Musica e cinema erano in qualche modo legati nella nostra cultura. C’era il cinema d’autore italiano, dal Pasolini de Il Fiore delle mille e una notte, orientale e magico on the road, il Fellini di Amarcord, che affondava nelle nostre radici, il Bertolucci di Ultimo Tango a Parigi. Per riuscire a vedere quest’ultimo, vietato ai minori di diciotto anni, organizzammo praticamente un gita scolastica. Partimmo in gruppo in treno verso una cittadina di provincia dove al cinema non ci avrebbero fatto storie con la richiesta di controllare la carta d’identità. Era un film forte e visionario, ma non facile da decifrare per un ragazzino. Il mattino dopo in classe se ne parlava: le ragazze, più mature, ne avevano ricavato una comprensione più approfondita, a noi ragazzi erano rimaste impresse soprattutto le scene d’amore fra Marlon Brando e Maria Schneider, ed il provino de Quel gran pezzo dell’Ubalda (tutta nuda e tutta calda) durante l’intervallo. La settimana successiva una delegazione ristretta del gruppo precedente era in treno per assistere al film con Pippo Franco e Edwige Fenech. C’erano i film di Alejandro Jodorowsky, la Montagna Sacra e El Topo, e quelli di Walerian Borowczyk, la Bestia.

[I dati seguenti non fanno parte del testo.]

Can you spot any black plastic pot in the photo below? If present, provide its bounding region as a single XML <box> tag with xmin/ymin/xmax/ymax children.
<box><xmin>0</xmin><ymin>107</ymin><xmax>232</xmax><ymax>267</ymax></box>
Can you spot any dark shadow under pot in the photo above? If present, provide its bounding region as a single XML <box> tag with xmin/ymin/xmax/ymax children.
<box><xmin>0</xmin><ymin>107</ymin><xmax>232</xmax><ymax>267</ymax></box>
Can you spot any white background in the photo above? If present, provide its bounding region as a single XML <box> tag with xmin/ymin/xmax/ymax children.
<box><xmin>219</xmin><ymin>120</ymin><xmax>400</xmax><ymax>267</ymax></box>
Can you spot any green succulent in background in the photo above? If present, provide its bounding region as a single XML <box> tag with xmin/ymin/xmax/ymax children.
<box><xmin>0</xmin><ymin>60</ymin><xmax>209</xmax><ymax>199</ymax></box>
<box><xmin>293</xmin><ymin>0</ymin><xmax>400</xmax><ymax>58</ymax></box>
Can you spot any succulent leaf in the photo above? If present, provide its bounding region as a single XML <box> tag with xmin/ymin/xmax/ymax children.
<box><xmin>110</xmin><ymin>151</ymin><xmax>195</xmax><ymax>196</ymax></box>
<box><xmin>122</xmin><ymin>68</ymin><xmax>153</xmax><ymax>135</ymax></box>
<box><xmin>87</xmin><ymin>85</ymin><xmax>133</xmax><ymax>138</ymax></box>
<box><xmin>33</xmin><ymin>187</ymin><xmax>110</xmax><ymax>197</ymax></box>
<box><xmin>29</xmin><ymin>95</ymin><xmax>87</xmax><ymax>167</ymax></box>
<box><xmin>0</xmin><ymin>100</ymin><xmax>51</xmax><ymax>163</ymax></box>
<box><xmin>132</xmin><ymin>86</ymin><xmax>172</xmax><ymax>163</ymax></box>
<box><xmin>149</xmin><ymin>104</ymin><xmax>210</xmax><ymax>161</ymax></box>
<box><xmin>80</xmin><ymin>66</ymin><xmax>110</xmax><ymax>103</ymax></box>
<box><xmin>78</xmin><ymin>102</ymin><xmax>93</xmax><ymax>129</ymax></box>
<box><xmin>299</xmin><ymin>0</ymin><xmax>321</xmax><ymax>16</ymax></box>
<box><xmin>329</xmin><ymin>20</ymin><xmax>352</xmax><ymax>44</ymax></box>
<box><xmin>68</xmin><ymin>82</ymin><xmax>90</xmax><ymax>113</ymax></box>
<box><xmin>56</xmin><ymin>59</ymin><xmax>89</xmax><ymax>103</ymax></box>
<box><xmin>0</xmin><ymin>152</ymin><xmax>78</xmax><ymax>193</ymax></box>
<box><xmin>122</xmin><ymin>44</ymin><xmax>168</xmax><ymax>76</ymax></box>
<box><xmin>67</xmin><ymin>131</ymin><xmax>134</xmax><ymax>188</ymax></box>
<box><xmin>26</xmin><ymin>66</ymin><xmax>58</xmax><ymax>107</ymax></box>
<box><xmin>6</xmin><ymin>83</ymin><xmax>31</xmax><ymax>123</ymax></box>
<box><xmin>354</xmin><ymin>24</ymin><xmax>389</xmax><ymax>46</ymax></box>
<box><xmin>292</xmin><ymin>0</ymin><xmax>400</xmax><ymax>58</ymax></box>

C’erano i film noir francesi, con attori duri come Alain Delon e Yves Montand, che costituivano un modello affascinante per degli adolescenti in crescita. Ma c’erano anche b-movies che parlavano il nostro linguaggio, come quelli con Joe D’Alessandro che cavalcava una motocicletta, che parlavano il nostro linguaggio. E la moto era un terzo elemento forte di aggregazione per la compagnia, che fosse una 125 c.c. da cross o una Vespa Primavera. Le moto più grandi, Honda, Ducati, Kawasaki, Triumph le guardavo passare. Ma quando a 18 anni saltai su una Fiat 500 ero finalmente comunque on the road e le due ruote per un bel po’ me le dimenticai. Le nostre auto erano Dyane, 2 CV, Mehari e Mini. Nessuno chiedeva di più.